Here we see an example of text generation by BART. While the output is related to the content, it has a number of problems: repetitive plots, unrelated events, conflicting logic. The authors think that one of the causes is that NLG models are rarely trained beyond the token-level co-occurrence, but the semantics and discourse relations are critical in creating a coherent narrative. The authors try to solve this problem with a new architecture and pre-training objectives.

The model

HINT

Usually, NLG models train a left-to-right decoder for next word prediction based on the attention to all prefix words. In this model, we insert special tokens at the end of each sentence (if text input has several sentences, we split it) to represent the prefix information at sentence and discourse levels. In fact, it is possible to change this and insert these tokens not after each sentence but after phrases or paragraphs.
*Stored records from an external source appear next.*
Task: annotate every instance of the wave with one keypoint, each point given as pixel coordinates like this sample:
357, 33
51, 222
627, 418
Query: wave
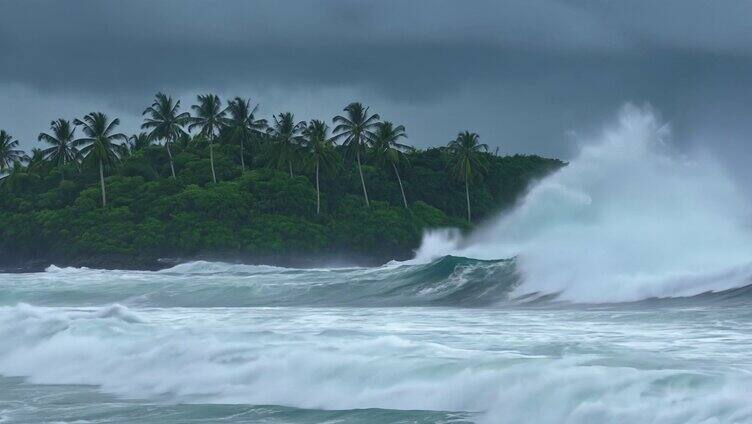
281, 357
628, 219
446, 281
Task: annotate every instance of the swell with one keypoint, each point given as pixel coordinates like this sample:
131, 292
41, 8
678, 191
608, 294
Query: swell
272, 357
447, 281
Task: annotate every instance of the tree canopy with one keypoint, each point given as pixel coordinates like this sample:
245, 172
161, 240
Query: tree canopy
123, 208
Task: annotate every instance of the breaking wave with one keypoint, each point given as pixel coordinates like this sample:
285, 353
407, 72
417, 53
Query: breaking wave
628, 219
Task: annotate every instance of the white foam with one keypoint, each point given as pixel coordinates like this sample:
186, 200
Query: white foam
627, 219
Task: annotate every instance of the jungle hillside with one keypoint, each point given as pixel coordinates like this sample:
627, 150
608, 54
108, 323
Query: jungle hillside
213, 180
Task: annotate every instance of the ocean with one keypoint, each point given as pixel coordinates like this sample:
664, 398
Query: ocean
616, 291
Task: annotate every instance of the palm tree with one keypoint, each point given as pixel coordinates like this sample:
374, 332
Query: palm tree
320, 150
62, 151
8, 152
165, 122
139, 141
209, 118
100, 144
387, 148
242, 124
36, 162
466, 160
286, 140
355, 130
19, 178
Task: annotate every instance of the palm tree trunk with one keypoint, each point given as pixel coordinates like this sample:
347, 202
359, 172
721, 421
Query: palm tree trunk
242, 161
169, 154
101, 182
362, 181
211, 160
467, 196
404, 199
318, 190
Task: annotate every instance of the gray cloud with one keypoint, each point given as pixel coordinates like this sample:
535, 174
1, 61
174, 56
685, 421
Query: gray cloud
523, 74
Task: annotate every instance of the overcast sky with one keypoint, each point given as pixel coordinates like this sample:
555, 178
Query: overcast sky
527, 75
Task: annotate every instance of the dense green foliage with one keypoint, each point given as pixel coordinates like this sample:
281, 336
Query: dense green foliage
51, 210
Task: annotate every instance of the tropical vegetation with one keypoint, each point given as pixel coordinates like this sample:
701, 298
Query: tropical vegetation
222, 183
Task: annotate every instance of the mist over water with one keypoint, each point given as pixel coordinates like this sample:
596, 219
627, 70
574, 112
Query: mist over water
629, 218
452, 336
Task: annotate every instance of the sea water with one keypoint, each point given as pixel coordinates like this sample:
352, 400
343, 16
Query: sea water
617, 291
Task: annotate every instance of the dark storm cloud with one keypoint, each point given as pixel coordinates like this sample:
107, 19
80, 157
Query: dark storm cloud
521, 73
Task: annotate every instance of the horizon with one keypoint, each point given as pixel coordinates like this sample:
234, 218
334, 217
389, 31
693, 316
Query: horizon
525, 88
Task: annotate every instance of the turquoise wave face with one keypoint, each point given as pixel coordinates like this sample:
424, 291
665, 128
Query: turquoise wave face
448, 281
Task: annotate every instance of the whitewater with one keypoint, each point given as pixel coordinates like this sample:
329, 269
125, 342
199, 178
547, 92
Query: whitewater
617, 290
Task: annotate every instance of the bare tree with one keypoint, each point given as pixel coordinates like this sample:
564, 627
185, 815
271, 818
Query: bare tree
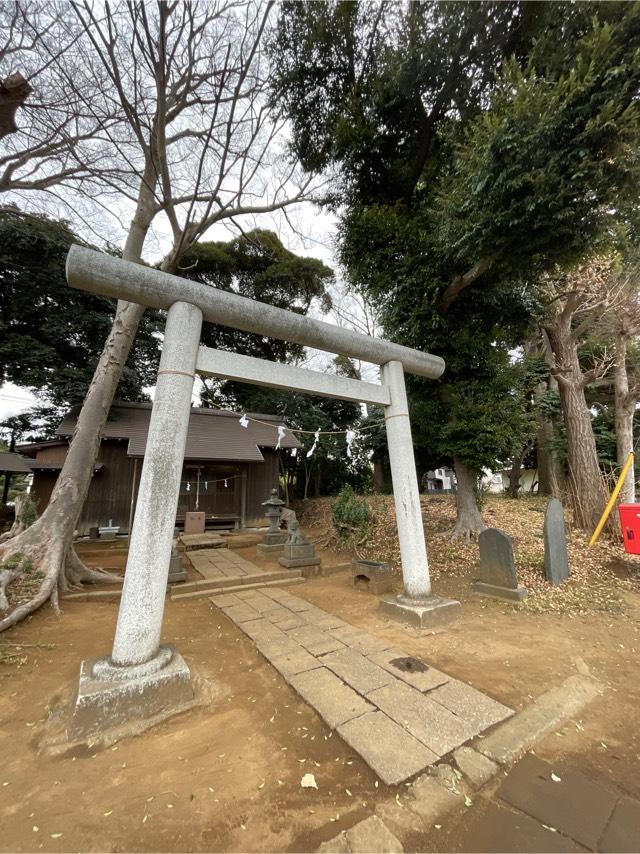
578, 302
196, 144
622, 324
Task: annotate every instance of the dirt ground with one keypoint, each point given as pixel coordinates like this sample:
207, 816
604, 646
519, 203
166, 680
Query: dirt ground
226, 776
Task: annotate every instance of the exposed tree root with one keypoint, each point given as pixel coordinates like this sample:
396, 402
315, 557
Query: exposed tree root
43, 557
465, 529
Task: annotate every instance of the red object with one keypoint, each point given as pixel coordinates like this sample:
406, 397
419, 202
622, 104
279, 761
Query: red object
630, 524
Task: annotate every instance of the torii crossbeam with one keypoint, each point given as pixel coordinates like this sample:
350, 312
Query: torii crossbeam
141, 677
Sentence-Level Representation

The idea is to take the decoder’s hidden states for two sentences and predict their similarity. The golden truth here is a similarity produced by SentenceBERT; the difference between similarities should be less than a given margin (so that hint doesn’t become too similar to SentenceBERT).

SLR

Discourse-Level Representation

They simply try to predict whether the order of two sentences is correct.

DLR

Pre-training and Fine-tuning

The authors augment the training data while pre-training with negative sampling:

  • Randomly shuffling the sentences for the order discrimination task;
  • Randomly repeat sentences or replaces them with other sentences for the similarity prediction task;
  • During fine-tuning only the language modeling objective is used;

Losses

The experiments

BookCorpus dataset is used for pre-training; evaluation is done on ROCStories (ROC) and WritingPrompts (WP).

Data

The results

  • HINT has the best perplexity, which proves that it can better model new texts;
  • HINT also can generate more text overlap (BLEU);
  • HINT also has good generation diversity while reducing repetition;
  • Ablation texts show then two additional training objectives really help the model’s performance;
  • Manual evaluation (Amazon Turk) also shows that HINT is better than BART;

Example

Appendixes provide a lot of additional information on dataset generation, model training, and evaluation.